Administration of iodinated contrast agents can give rise to allergic/hypersensitivity reactions and contrast-induced nephropathy. In extremely rare cases, intravascularly administered iodinated contrast agents can trigger contrast-induced encephalopathy (CIE) in patients undergoing percutaneous coronary intervention (PCI).[1] Here, we describe the case of a male patient diagnosed with CIE after undergoing PCI with a non-ionic contrast agent, iodixanol. This is the first such case to be reported in a patient undergoing hemodialysis after kidney transplantation.

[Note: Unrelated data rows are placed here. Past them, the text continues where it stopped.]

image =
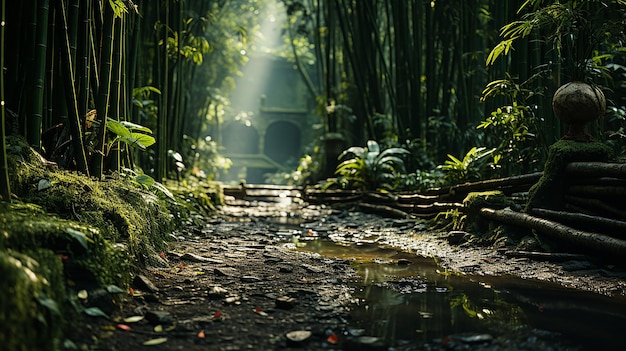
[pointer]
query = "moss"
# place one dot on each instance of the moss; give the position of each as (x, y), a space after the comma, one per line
(74, 231)
(475, 201)
(33, 294)
(549, 190)
(88, 255)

The patient, a 54-year-old male with a history of kidney transplantation, hypertension, and diabetes, had one stent inserted in the left anterior descending artery, and two stents inserted in the right coronary artery 10 years ago. Three weeks prior to presentation, the patient had undergone routine hemodialysis due to a decline in renal function. Upon admission, the patient exhibited stable vitals. Laboratory tests documented that the creatinine level was 293.1 µmol/L (normal range: 57–111 µmol/L), fasting glucose level was 4.86 mmol/L (normal range: 3.9–6.1 mmol/L), blood pressure was 136/82 mmHg, B-type natriuretic peptide was 657 pg/mL (normal range: 0–100 pg/mL), and left ventricular ejection fraction was 62%. During the PCI, the patient received 120 mL of iodixanol (Visipaque 320, GE Healthcare, Cork, Ireland). A stent was inserted because of the symptomatic nature of the lesion (Figure 1). There were no complications during the procedure.
Figure 1. Coronary angiography of LAD ahead of revascularization.

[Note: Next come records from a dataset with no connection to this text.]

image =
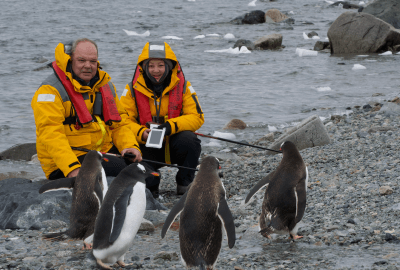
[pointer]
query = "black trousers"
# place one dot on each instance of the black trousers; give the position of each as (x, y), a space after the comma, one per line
(112, 168)
(185, 150)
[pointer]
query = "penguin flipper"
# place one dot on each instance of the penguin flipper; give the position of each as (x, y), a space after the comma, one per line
(59, 184)
(119, 213)
(227, 220)
(175, 211)
(263, 182)
(301, 195)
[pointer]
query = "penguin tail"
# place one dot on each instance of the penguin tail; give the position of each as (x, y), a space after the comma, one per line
(266, 232)
(56, 236)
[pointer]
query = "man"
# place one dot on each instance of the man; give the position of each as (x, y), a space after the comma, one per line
(77, 106)
(160, 94)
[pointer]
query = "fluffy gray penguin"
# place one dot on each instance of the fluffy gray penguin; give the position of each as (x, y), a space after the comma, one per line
(285, 197)
(120, 215)
(89, 188)
(204, 213)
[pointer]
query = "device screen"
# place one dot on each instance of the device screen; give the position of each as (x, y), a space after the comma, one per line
(156, 136)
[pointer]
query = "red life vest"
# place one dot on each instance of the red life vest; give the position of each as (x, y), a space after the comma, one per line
(110, 111)
(175, 99)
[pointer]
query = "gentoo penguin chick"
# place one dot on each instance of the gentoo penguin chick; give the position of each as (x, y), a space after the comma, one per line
(204, 213)
(120, 215)
(89, 189)
(285, 197)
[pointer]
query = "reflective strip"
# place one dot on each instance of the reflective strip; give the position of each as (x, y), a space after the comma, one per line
(99, 144)
(199, 111)
(46, 98)
(112, 88)
(184, 87)
(132, 90)
(52, 80)
(156, 48)
(192, 90)
(157, 51)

(A): In position of RAO and CAU, it could be seen that there was a restenosis pointed by the arrow about 80%–90% roughly in the middle of LAD; and (B): in another position of RAO and CRA, it revealed approximately 80%–90% restenosis indicated by the arrow in the middle segment of LAD. CAU: caudal; CRA: cranial; LAD: left anterior descending artery; RAO: right anterior oblique.

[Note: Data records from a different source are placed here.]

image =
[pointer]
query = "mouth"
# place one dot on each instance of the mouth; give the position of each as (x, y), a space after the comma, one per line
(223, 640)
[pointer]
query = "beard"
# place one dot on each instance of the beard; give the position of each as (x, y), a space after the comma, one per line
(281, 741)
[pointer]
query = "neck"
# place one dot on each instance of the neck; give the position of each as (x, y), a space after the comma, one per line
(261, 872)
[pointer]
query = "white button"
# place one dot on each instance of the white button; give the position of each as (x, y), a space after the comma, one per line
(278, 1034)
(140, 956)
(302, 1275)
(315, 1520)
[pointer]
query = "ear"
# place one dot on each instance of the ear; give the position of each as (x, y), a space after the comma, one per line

Three hours after the procedure, the patient developed right-sided weakness and partial seizures. Initially, he was diagnosed with embolic cerebral infarction, but computed tomography (CT) scans did not reveal any evidence of intracranial hemorrhaging or obstruction of the cerebral vasculature (Figure 2), and the only evident symptom was brain edema. Considering the absence of signs of ischemic stroke, thrombolytic medications were not administered. Instead, the patient received intravenous normal saline, underwent hemodialysis, and was given antiepileptic medications. Under this regimen, an electroencephalogram and a subsequent CT scan of the brain were nearly normal after 24 h (Figure 2). Within 48 h, no more neurological deficits became evident, and the patient was discharged on 7th day after admission (Figure 3). The patient recovered uneventfully from the CIE, and neurological and psychometric tests were negative at 120 days after the procedure.
Figure 2. Skull CT scanning before and after the occurrence of CIE.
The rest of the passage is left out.